Newborn among migrants reaching Italy after rescue off Libya
The first of more than 3,500 would-be migrants picked up off the coast of Libya in recent days arrived Wednesday in Italy, as Rome pressures other countries into taking their share.
The early morning saw a coast guard vessel with 481 migrants aboard reach the southern Sicilian port of Pozzallo, while the Phoenix vessel of Maltese NGO Moas began disembarking 422 more further up the coast at Trapani.
One migrant was a newborn Cameroonian named Christ, whose mother gave birth to him Tuesday aboard a rickety wooden boat.
Rescuers applauded as she made her way up a ladder to haul herself on to the Aquarius, a vessel chartered by SOS Mediterranee and MSF.
The little boy's father has still to attempt the hazardous trip to Europe from Libya.
MSF midwife Alice Gautreau tweeted how she cut the child's umbilical cord.
"Little Christ is doing fine, his mother too.
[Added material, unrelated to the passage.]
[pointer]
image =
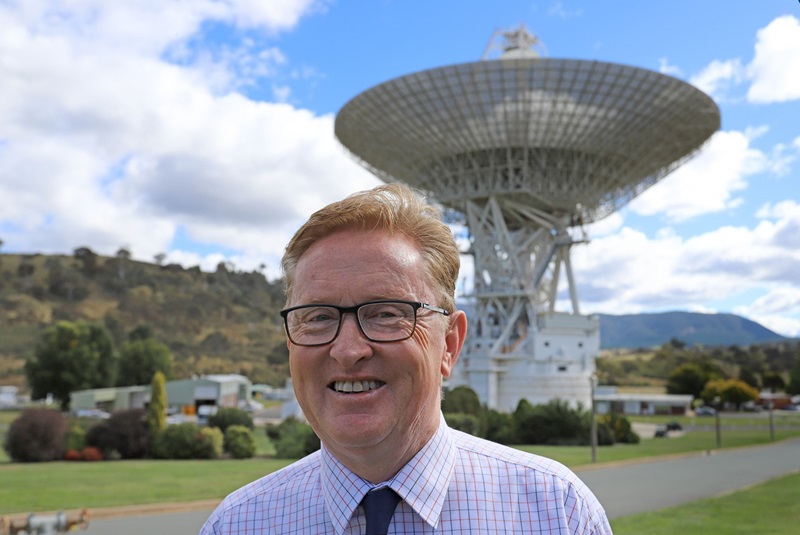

But it would have been better for both if she had not had to give birth in the middle of the Mediterranean, surrounded by 100 men," Gautreau added.
Vessels from four other NGOs -- Medecins sans Frontieres (MSF), SOS Mediterranee, Save the Children and ProActiva Open Arms -- were on their way to Italian ports with a cargo of some 2,700 more migrants, including many children, picked up Tuesday, those organisations said.
Italy has been urging its EU partners to make a "concrete contribution" to dealing with the crisis both in terms of trying to limit departures from Libya and also taking in a portion of those who survive the perilous journey.
Italian Prime Minister Paolo Gentiloni warned last week that his country did not have "unlimited" capacity to keep taking people having already accepted around 85,000 of the 100,000 people who have arrived this year.
EU interior ministers last week pledged to back an urgent European Commission plan to help Italy by earmarking 35 million euros ($40 million) in aid.
The issue was high on the agenda of Wednesday talks in the northeastern city of Trieste between Gentiloni, French President Emmanuel Macron and German Chancellor Angela Merkel attending a Western Balkans summit.